Several folks have emailed me (and my own brother took me to task) regarding my article Pythagoras and the White Sox on The Hardball Times and asked why I didn’t include a measure of how well the Pythagorean method predicted a team’s final number of wins given the games that they had already won. In other words, use the Pythagorean method to predict the number of games a team will win in the remainder of the season and then add that to the number they had already won. That result could then be compared with the other methods. After all, a team already has those wins in the bank and so they are in economic terms a “sunk cost”. Quite frankly, I missed this entirely but it makes perfect sense. So I did in fact do the calculations and here they are:
Pyth Actual Pyth + Actual
Avg G AvgE StdDev AvgE StdDev AvgE StdDev
10-Apr 5 18.2 11.9 25.5 18.0 18.2 12.0
15-Apr 9 15.8 14.5 17.8 14.6 15.5 14.5
30-Apr 22 11.5 9.3 12.9 7.1 11.2 9.0
30-May 49 8.0 5.6 7.3 5.6 7.5 5.0
30-Jun 76 6.7 5.0 6.5 4.8 6.3 4.5
30-Jul 102 5.1 3.3 3.8 3.0 4.0 2.7
30-Aug 130 3.6 3.0 2.3 1.8 2.2 1.8
5-Oct 162 3.1 2.8 0.0 0.0 0.0 0.0
This table now includes the Pyth + Actual columns that show how well the Pythagorean method does when incorporating the current number of wins. As you can see the average error and standard deviation are a bit lower than using the actual winning percentage through April and then the average error basically tracks with the actuals all the way through the end of August while the standard deviation remains a bit lower. I was a bit surprised that even as late as August 30th the Pythagorean + Actual method was slightly more accurate (2.3 to 2.2 in average error). As a result, I wouldn’t be hesitant to use it at any point in the season.
I must also here admit to an error in the original article. The fourth table I showed that included the correlation coefficients for the Pythagorean wining percentage and the actual winning percentage computed against the final winning percentage was in error. Here is the corrected table along with a third column for the Pyth + Actual.

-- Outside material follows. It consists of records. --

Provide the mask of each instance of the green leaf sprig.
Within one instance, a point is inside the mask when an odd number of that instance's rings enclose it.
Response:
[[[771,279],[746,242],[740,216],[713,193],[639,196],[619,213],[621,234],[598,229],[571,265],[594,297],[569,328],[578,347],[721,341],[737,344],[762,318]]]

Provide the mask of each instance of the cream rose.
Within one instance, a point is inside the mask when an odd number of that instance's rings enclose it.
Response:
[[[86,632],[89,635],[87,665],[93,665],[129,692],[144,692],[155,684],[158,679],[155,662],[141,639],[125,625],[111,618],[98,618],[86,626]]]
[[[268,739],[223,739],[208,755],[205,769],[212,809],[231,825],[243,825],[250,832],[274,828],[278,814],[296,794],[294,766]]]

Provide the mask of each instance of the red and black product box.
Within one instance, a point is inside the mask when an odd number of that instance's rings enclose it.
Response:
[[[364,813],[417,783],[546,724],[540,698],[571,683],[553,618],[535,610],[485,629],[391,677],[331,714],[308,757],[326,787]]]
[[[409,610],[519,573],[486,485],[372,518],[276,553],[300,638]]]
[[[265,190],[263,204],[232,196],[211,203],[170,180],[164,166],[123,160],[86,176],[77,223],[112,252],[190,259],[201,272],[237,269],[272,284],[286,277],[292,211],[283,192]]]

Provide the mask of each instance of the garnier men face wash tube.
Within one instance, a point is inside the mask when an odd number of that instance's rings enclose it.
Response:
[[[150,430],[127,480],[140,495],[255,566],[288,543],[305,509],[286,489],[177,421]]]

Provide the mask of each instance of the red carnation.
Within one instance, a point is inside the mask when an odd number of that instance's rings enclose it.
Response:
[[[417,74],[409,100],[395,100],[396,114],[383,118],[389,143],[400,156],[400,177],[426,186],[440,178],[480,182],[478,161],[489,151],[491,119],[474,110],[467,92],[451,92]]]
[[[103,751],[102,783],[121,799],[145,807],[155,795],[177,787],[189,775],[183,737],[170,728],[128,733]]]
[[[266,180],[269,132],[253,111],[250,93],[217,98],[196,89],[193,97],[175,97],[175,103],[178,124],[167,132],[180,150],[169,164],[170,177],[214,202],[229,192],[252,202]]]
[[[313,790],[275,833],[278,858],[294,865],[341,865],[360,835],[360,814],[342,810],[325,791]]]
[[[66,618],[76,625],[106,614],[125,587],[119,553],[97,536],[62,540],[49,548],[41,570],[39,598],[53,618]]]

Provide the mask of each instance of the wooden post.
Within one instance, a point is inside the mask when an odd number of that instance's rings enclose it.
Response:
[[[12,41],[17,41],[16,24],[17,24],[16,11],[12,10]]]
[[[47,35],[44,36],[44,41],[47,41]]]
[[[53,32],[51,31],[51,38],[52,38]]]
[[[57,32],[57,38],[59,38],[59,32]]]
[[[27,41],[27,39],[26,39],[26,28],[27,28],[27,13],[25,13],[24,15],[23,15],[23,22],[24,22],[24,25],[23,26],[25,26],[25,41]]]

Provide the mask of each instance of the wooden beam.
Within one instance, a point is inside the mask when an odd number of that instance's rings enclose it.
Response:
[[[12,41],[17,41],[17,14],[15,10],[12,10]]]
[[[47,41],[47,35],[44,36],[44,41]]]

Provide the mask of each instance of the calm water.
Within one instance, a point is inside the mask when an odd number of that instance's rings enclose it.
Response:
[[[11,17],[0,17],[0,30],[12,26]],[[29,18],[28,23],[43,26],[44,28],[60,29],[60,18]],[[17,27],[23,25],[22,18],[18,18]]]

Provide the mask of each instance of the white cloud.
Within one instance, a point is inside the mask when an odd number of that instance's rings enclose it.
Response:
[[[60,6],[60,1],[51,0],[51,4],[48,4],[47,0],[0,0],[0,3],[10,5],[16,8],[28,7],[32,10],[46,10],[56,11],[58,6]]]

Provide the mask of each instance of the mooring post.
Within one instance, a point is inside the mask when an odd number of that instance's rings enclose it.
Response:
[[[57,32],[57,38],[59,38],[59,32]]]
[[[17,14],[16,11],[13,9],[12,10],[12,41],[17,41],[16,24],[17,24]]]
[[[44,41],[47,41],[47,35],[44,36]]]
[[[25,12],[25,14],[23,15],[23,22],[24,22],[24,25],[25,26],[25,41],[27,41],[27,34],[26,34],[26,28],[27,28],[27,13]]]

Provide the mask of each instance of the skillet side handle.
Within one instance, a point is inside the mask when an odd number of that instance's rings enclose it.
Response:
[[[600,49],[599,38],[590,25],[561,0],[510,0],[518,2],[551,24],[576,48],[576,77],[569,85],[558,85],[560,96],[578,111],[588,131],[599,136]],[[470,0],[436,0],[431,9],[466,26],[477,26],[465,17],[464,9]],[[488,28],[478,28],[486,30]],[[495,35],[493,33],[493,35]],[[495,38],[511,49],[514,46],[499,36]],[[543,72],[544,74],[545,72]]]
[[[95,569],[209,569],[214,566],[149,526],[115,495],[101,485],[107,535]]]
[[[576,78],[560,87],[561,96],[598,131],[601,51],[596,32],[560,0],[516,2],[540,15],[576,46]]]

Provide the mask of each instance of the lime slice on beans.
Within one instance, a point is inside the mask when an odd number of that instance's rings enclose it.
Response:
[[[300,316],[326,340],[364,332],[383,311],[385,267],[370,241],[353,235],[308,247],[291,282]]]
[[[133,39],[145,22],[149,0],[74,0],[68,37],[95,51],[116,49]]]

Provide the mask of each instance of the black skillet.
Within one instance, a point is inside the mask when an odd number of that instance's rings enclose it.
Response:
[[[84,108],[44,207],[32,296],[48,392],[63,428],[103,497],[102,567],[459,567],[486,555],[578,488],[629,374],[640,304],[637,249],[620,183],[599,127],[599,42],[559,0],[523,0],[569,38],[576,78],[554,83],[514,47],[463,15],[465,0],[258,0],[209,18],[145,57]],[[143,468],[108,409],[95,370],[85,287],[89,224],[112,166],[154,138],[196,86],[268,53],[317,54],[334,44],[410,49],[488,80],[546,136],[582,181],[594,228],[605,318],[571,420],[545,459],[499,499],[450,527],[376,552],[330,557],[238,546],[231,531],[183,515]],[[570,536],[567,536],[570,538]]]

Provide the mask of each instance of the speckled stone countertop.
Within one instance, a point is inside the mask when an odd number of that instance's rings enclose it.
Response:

AvgG PythW% ActualW% Pyth+ActualW%
10-Apr 5 0.414 0.270 0.411
15-Apr 9 0.300 0.347 0.306
30-Apr 22 0.530 0.649 0.559
30-May 49 0.719 0.771 0.757
30-Jun 76 0.780 0.797 0.812
30-Jul 102 0.890 0.930 0.934
30-Aug 130 0.937 0.975 0.976
5-Oct 162 0.951 1.000 1.000
Of course, this clears up my surprise in the original article that the PythW% correlations were so strong (all around .8 or higher). As might be expected the actual winning percentage does a better all the way through of predicting a teams relative rankings and hence number of wins. However, using the combination of Pythagorean winning percentage and actual wins does a better job through mid June until the end of the season. That conclusion validates the results of the previous table and means that using the Pyth+Actual method is a valid way of predicting season outcomes at anytime.